- O Estado de S. Paulo
Passam-se os dias e não se afrouxa o nó que nos ata a essa crise sem fim. O juiz Sergio Moro e a equipe de procuradores à frente da Operação Lava Jato, por mais que se esforcem, estão limitados à tarefa de explicar como foi possível a criação da trama macabra que nos enleia. Não têm, é claro, os poderes de Alexandre, o grande general e estadista, que, diante de um nó igualmente insolúvel que o desafiava, sacou da sua espada e o cortou num só golpe. Nem ele e menos ainda, como se vê, a alta hierarquia das corporações jurídicas. Pior, pouco se pode esperar dos políticos, boa parte preocupada em salvar o próprio pescoço, e da ocupação das ruas, uma vez que os nossos jovens, como há pouco testemunhamos, optaram por ir a elas em animados blocos de carnaval em número nunca visto anteriormente.

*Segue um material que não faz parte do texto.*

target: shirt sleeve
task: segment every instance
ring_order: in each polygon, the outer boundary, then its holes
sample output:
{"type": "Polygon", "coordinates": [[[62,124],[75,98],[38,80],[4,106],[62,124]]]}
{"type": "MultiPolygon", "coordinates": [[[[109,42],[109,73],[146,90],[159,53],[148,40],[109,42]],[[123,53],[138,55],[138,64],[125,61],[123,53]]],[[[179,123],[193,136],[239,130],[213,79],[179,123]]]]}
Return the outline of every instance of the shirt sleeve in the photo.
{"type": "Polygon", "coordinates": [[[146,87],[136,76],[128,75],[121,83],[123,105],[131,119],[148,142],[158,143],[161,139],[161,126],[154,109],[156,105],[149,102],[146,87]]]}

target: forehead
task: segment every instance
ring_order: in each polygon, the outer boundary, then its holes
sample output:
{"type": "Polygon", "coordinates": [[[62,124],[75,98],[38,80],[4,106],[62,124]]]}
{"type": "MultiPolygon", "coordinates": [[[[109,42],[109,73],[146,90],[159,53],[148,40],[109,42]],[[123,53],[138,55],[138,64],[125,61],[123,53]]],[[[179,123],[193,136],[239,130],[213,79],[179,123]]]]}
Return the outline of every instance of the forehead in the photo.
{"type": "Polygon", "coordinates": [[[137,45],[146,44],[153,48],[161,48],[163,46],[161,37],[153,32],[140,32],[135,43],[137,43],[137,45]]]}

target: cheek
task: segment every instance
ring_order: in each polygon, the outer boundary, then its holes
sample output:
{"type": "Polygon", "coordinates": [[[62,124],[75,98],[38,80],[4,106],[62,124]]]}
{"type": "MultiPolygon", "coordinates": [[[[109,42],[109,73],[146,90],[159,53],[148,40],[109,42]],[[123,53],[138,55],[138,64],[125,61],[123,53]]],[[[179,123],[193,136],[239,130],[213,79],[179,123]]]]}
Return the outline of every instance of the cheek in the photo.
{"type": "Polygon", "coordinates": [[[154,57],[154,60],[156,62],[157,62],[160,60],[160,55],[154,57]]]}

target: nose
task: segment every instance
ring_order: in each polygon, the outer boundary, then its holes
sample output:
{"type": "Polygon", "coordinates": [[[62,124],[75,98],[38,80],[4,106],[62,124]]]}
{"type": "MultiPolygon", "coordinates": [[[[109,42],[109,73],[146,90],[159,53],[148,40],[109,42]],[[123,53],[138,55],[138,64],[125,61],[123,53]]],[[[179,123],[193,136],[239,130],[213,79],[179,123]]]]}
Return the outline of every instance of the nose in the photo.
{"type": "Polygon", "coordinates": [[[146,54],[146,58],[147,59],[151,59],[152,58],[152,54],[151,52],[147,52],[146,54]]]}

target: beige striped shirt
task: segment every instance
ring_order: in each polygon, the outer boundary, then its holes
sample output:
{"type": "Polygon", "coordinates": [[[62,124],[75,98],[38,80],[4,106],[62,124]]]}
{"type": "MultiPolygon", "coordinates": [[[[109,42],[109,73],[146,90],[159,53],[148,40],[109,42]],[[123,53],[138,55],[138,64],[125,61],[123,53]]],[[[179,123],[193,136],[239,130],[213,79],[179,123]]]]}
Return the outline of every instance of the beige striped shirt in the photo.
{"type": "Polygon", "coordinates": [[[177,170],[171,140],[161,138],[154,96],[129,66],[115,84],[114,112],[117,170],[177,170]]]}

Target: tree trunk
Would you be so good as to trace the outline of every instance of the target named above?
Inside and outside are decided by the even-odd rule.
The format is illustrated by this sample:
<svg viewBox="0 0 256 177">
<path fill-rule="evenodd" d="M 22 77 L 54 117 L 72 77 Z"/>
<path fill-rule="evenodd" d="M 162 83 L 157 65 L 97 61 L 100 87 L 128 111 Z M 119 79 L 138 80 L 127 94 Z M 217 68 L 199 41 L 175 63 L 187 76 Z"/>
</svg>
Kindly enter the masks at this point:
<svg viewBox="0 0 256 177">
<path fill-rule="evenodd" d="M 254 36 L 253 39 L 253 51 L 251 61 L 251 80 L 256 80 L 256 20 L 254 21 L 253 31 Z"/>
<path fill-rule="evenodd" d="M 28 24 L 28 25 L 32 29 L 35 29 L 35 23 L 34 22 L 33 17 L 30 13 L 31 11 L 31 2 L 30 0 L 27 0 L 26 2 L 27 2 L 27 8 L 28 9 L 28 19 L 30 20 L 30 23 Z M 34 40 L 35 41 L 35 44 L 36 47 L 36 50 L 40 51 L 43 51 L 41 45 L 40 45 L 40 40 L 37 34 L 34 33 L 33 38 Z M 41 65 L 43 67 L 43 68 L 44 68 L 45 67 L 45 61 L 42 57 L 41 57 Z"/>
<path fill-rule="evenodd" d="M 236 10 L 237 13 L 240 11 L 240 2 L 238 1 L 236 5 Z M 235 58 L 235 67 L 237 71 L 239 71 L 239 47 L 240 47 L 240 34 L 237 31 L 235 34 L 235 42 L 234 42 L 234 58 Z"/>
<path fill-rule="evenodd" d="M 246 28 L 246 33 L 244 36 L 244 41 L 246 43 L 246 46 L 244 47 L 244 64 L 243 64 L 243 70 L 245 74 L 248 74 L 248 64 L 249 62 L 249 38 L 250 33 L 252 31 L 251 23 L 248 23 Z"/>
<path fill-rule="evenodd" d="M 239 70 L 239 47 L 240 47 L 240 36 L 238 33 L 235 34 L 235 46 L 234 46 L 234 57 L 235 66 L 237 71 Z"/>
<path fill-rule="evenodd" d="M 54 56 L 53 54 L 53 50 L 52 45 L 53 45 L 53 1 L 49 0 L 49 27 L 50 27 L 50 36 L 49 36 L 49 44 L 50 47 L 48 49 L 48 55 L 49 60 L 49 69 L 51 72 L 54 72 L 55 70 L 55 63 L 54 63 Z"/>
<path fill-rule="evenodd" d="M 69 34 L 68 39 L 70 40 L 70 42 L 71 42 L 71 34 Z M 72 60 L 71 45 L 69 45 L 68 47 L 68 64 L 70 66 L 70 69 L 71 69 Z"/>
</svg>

Estamos, então, ao deus-dará, como sempre com os olhos fitos no céu esperando por uma solução providencial, acostumados a confiar mais na fortuna, que, na verdade, nos tem sorrido com nossa história de revoluções passivas que, para o mal ou para o bem, nos têm evitado rupturas traumáticas nos momentos de mudanças, como este que agora vivemos. Não à toa, aqui não vingam os princípios de Napoleão, que diante das incertezas em batalhas cruciais optava por se lançar ao combate, uma vez que a Fortuna é mulher e, como tal, na sentença famosa de Maquiavel, de quem era fiel leitor, daria preferência aos homens audazes.
A nossa cultura política, ao contrário, tem horror ao incerto e ao risco, e se lhe é dada a opção no caso de conflitos severos, busca equilibrar os antagonismos em lugar de extremá-los – os registros históricos são abundantes, incluindo o processo de transição que nos trouxe recentemente de volta à democracia. Já em 1855 Justiniano José da Rocha, em Ação, Reação, Transação, fazia o elogio da política da conciliação que pôs fim às turbulências políticas do período da Regência, estabelecendo as bases para a pacificação política e a prosperidade que tomou curso no 2.º Reinado. A obra de Justiniano consistirá num marco nem sempre reconhecido da política de transformismo que a República, de Vargas a Lula, vai adotar do Império.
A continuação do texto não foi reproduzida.